Détenus militaires du pénitencier militaire de Donëra, travaillant dans les vignes des moines trappistes de Staouëli, aux environs de Sidi-Ferruch (Décembre 1901).

Cet avantage n’est pas moindre pour l’autorité, qui sait retirer de cette location d’hommes des raisonnables bénéfices et, en commerçante avisée, fait alors litière des principes admis, des plus élémentaires convictions civiques, des sentimentaux scrupules développés en des circonstances plus gratuites.

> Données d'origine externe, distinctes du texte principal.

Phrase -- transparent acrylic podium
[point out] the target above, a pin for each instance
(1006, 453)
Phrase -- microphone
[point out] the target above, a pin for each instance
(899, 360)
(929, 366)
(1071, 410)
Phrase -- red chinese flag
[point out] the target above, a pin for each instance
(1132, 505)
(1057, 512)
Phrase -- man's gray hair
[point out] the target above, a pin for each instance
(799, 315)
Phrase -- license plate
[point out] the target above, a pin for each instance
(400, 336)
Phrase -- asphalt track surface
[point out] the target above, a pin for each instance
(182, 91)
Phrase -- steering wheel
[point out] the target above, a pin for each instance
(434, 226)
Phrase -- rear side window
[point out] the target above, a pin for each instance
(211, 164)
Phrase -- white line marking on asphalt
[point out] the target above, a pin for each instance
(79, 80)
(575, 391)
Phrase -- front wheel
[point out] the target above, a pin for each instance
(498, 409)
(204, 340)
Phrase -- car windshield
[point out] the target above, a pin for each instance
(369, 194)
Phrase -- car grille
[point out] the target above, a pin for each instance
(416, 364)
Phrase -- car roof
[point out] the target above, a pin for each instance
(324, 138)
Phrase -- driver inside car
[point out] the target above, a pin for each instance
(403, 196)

La pécune est toujours bonne à prendre, d’où qu’elle vienne, pense-t-elle, et elle louera indistinctement les hommes que lui confient les conseils de guerre, à la compagnie anglaise adjudicataire de l’exploitation des mines de fer du Mokta[1], près Bône, aussi bien qu’aux colons cosmopolites de la colonie, aux entrepreneurs adjudicataires des travaux de l’État, à des industriels divers, ou à des congrégations propriétaires de vastes étendues du sol algérien, tels, par exemple, les moines trap-

  1. Du 1er janvier au 1er juin de l’année dernière, quarante-deux militaires français loués à cette compagnie anglaise par l’établissement militaire de Bône, sont tombés malades ou morts de misères, de fièvres, de privations ou de tortures.